Die Sprache Travens erinnert an Remarque, auch an Celine; sie wirkt aber ein wenig nachlässig, schlampig, ungenau. Inwieweit sich das in anderen Büchern Travens ändert (die nicht innerhalb von Wochen vom Englischen ins Deutsche umgeschrieben wurden), vermag ich nicht zu beurteilen. Diesbezüglich hätte ein wenig Feinschliff dem Buch recht gutgetan. Trotzdem ist dies eine beeindruckende, verstörende Schilderung des Elends jener Personen, die durch die Zufälligkeiten der Weltgeschichte aus ihrem Leben in die Rechtlosigkeit geworfen wurden, erzählt in einem zynisch-fatalistischen Duktus, der durch die Ich-Form noch eingängiger wird. Besonders angenehm ist die Tatsache, dass man völlig von romantischen Unterschichtenklischees verschont wird, keine hochedle Verbrecherehre, unbedingte Solidarität unter Arbeitern, hehre Gesinnungen unter Verhungernden (so wie sich der brav-saturierte Bürger seine Außenseiter am liebsten vorstellt), sondern ungeschminkte Wirklichkeit, bar jeder Beschönigung.

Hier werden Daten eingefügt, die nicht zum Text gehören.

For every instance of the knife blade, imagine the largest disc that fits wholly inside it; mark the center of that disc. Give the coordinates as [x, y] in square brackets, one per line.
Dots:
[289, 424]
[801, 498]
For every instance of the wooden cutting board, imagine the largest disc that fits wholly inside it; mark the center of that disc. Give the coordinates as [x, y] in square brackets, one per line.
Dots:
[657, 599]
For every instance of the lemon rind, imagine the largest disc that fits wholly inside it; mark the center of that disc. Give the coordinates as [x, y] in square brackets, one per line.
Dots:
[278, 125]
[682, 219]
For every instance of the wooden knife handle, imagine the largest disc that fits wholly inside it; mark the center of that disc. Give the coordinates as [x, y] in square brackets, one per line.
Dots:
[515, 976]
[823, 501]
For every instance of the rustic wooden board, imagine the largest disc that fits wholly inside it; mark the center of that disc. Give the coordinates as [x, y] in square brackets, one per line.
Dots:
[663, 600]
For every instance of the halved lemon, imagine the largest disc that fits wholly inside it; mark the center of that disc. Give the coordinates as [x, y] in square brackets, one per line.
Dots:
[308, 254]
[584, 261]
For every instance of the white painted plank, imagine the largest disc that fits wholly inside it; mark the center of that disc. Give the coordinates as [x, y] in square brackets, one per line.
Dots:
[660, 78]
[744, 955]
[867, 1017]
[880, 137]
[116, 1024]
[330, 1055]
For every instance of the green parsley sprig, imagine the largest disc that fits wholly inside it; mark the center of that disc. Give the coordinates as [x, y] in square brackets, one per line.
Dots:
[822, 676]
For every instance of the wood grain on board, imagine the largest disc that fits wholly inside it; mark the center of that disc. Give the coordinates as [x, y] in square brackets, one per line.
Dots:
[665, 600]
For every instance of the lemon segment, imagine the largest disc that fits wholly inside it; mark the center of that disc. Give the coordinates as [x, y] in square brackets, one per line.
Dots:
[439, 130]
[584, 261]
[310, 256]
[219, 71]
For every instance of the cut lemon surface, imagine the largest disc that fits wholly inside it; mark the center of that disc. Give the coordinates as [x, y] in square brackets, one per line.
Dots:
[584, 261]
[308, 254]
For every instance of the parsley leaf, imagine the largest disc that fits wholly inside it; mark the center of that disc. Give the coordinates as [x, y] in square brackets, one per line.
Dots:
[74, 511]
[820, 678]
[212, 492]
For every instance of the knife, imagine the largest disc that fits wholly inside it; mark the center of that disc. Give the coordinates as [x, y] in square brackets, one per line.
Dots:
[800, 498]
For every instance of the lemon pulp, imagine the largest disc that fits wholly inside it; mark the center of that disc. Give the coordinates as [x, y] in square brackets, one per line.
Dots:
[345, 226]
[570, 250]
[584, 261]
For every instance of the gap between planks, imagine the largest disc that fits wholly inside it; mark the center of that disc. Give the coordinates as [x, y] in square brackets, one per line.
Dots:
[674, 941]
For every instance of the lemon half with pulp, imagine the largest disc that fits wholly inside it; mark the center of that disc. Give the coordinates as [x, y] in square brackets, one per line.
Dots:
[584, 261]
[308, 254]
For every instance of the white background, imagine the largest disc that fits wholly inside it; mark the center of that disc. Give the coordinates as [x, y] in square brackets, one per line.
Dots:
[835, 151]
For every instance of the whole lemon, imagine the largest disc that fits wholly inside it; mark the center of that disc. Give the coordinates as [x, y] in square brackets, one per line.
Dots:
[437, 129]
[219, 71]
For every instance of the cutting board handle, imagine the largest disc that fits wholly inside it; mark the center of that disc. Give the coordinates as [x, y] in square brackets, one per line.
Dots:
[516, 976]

Für mich war, da ich derlei nicht erwartet hatte, das Buch eine wirklich positive Überraschung. Kein Abenteuerroman, kein berührendes Arbeiterschicksal, sondern nackte Realität in ihrer grausamsten Form. Dazu die Unmenschlichkeit des Staates, dem die Einhaltung bürokratischer Vorschriften wichtiger ist als der Mensch. Travens Anarchismus ist auf dem Hintergrund dieser Erfahrungen mehr als verständlich. Eine Empfehlung!